Pyrotechnic fasteners are mechanical fasteners (bolts, studs, nuts, etc.) that are designed to fail in a predictable fashion due to the detonation of an associated pyrotechnic device. Not only must they fail predictably, but they also have to be strong enough to resist the forces they will experience before failure is initiated. Failure is also typically rapid and clean, meaning that no debris is left to interfere with the parts that were previously held together by the fastener. And finally, the explosive failure can’t cause any collateral damage to the fastened parts or nearby structures.
Explosive bolt. Source: Ensign-Bickford Aerospace & Defense
Pyrotechnic fasteners fall into two broad categories. Explosive bolts look much like regular bolts, and are machined out of the same materials you’d expect to find any bolt made of. The explosive charge is usually internal to the shank of the bolt with an initiating device of some sort in the head. To ensure clean, predictable separation, there’s a groove machined into the bolt to create a shear plane.
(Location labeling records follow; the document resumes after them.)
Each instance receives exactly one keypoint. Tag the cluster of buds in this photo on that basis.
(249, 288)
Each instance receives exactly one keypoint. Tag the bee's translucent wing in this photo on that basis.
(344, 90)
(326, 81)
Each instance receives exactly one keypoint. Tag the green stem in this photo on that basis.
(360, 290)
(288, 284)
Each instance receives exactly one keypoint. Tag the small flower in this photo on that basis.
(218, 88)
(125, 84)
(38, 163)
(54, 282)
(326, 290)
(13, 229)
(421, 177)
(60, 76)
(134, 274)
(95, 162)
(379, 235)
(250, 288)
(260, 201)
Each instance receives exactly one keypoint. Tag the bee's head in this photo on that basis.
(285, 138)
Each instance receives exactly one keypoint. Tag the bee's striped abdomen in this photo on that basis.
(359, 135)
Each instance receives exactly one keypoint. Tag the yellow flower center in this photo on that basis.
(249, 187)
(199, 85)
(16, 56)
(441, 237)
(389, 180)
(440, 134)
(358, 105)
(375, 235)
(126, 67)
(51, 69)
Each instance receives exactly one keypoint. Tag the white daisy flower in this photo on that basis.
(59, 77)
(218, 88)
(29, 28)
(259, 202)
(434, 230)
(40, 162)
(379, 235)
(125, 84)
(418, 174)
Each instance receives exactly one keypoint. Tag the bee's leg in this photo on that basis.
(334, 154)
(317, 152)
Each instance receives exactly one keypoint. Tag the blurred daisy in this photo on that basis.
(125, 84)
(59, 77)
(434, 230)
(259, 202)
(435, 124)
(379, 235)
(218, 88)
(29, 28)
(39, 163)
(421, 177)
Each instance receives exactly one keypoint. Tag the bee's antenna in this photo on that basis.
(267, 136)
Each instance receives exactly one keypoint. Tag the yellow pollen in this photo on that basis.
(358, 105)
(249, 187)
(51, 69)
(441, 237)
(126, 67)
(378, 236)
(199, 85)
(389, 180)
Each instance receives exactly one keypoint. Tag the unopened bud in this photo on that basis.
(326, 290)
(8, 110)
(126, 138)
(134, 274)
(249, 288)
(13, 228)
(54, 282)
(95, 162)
Frangible nut and booster, post-use. Source: Space Junkie’s Space Junk
Frangible nuts are another type of pyrotechnic fastener. These tend to be used for larger load applications, like holding down rockets. Frangible nuts usually have two smaller threaded holes adjacent to the main fastener thread; pyrotechnic booster charges split the nut across the plane formed by the threaded holes to release the fastener cleanly.
“Eject! Eject! Eject!”
Holding back missiles is one thing, but where pyrotechnic fasteners save the most lives might be in the cockpits of fighter jets around the world. When things go wrong in a fighter, pilots need to get out in a hurry. Strapping into a fighter cockpit is literally sitting on top of a rocket and being surrounded by explosives. Most current seats are zero-zero designs — usable at zero airspeed and zero altitude — that propel the seat and pilot out of the aircraft on a small rocket high enough that the parachute can deploy before the pilot hits the surface. Dozens of explosive charges take care of ripping the aircraft canopy apart, deploying the chute, and cutting the seat free from the parachuting pilot, typically unconscious and a couple of inches shorter from spinal disc compression after his one second rocket ride.
VIDEO
Behind the Wheel
There’s little doubt that airbags have saved countless lives since they’ve become standard equipment in cars and trucks. When you get into a modern vehicle, you are literally surrounded by airbags — steering wheel, dashboard, knee bolsters, side curtains, seatbelt bags, and even the rear seat passenger bags. And each one of these devices is a small bomb waiting to explode to save your life.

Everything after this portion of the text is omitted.